13. The decisions relied upon by the learned counsel for the petitioner cannot be made applicable to the facts and circumstances of the case. The judgment in Maksud Saiyed’s case (supra) was rendered by the Hon’ble Supreme Court in respect of the offences punishable under various provisions of the Indian Penal Code where the provision similar to the one contemplated under Section 2(n) of the Factories Act was not there. Therefore, the aforesaid principles cannot be made applicable to this case. The judgment in Verma G.N’s case (supra) was rendered by the Hon’ble Supreme Court in Mines Act, 1952 and the Hon’ble Supreme Court was pleased to consider the prosecution against an agent as defined under Section 18(5) of the Act. The aforesaid provision stipulated criminal liability upon certain specific officers who can be treated as deemed agent and the said persons mentioned therein were:

“i) the official or officials appointed to perform duties of supervision in respect of the provisions contravened;

ii) the manager of the mine;

iii) The owner and agent of the mine;

iv) The person appointed, if any, to carry out the responsibility under sub­section (2):

Provided that any of the persons aforesaid may not be proceeded against if it appears on inquiry and investigation, that he is not prima facie liable.”

The Hon’ble Supreme Court noticed that, the petitioner therein who was the Chief General Manager, was not appointed as the officer to perform the duties of supervision in respect of the provisions contravened. The aforesaid conclusion was arrived at by the Hon’ble Supreme Court in view of the fact that the stipulation in the relevant provision necessitated appointment of an officer to perform the relevant duties and therefore in the absence of any document indicating such appointment, the prosecution is bad as against him. However, the stipulation in Section 92 of the Act is relating to prosecution against the manager and occupier. The term ‘occupier’ as defined under Section 2(n) of the Act contemplates a provision where any one of the directors of the company can be deemed to be the occupier. The requirement for an appointment as an agent as contemplated under the Mines Act, is not there in the provisions of Factories Act, for treating the director as an occupier, for the purpose of the Act. Therefore, In the absence of any nomination or intimation to the contrary, any of the directors can be prosecuted for the offences. Thus the principles laid down in Verma G.N’s case (supra) cannot be made applicable in this case.
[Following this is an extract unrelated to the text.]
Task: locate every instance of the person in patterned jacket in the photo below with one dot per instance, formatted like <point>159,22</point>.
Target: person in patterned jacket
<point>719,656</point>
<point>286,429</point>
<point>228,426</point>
14. In such circumstances, I do not find any merit in the contentions put forward by the petitioner, mainly because of the reason that, the question as to whether the petitioner was the occupier even in terms of deeming provision, is a matter to be adjudicated at the time of trial and after evaluating the evidence adduced. This is because, the deeming provision as contemplated under Section 2(n) of the Act is confined to only one of the directors, which would indicate that, the director who is in control of the factory shall be held responsible as an occupier. In the result, this Crl.M.C. is dismissed, leaving open the said question, as it is to be decided during the course of trial.